Corporate wellbeing strategies may need to target personality types in order to provide support staff in a post-Covid environment according to new research .
Aviva’s ‘Embracing the Age of Ambiguity’ report says personality should be considered alongside traditional metrics, such as age and income bracket when looking at a range of work-related health and wellbeing issues.
The report, conducted in collaboration with business wellbeing specialists Robertson Cooper, found personality plays a key role in determining preferences, behaviours and outcomes, and predicts a third of an individual’s ‘wellbeing level’ and a quarter of their ‘life satisfaction’ score.
Introverts are likely to be most concerned about job security, and in the current conditions a third of them miss face-to-face contact with colleagues. This compares to just a quarter of extroverts.
In addition the research found that younger workers also need more tailored support with under-25s are most likely to feel some degree of anxiety and rank their mental health as poor.
Aviva says this research creates a strong argument against adopting a ‘one-size-fits-all’ approach to supporting, managing and motivating employees.
Aviva wellbeing lead, Debbie Bullock says: “Wherever they are working, people remain a business’ number one asset, and by providing them with the right tailored support, their contribution will be more valuable than ever before.”
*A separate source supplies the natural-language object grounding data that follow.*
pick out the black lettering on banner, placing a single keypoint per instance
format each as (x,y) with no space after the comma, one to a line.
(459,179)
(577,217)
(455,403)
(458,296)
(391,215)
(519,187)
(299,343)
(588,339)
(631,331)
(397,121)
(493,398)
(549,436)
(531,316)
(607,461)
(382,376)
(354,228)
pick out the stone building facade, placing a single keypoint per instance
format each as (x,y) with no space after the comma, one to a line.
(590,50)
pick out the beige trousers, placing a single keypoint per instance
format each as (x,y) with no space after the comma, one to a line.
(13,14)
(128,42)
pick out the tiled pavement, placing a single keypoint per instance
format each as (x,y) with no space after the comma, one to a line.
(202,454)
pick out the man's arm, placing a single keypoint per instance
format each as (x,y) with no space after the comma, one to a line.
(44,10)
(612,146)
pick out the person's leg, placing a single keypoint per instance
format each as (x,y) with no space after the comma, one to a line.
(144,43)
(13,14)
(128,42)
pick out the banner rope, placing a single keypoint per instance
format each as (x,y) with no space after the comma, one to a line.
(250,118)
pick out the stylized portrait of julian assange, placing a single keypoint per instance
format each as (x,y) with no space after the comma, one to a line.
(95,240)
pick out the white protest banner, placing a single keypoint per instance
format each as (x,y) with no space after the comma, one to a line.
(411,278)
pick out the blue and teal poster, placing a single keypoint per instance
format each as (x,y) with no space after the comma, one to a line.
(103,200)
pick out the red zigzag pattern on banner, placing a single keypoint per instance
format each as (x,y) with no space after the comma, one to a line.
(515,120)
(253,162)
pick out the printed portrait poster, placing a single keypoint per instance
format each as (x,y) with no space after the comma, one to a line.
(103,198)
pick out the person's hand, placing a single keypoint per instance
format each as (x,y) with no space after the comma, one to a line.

She adds that a third of employee wellbeing and satisfaction levels are determined by personality types: “Personality is fixed but resilience can be developed in employees, and managers are in a great position to ensure their colleagues have the right skills and confidence to grow in their careers during this continued uncertainty. A little insight, the right conversations and skill-building can go a long way to help identify when people may need more support.”
Aviva says that while many employers segment their workforce along demographic lines, it’s critical to also include personality type as an additional dimension.
Bullock adds: “We believe that employers can play a major role in guiding their employees through ‘The Age of Ambiguity’. By promoting healthier habits and incremental shifts in attitudes and actions, we can empower people to make informed, balanced and positive career and lifestyle choices, whatever 2021 throws at us.”
Aviva’s research also showed only one in six employees (15 per cent) agreed their employer is trying really hard to understand what motivates them. However only a quarter of employees surveyed agreed that their employer is genuinely concerned about their wellbeing (26 per cent).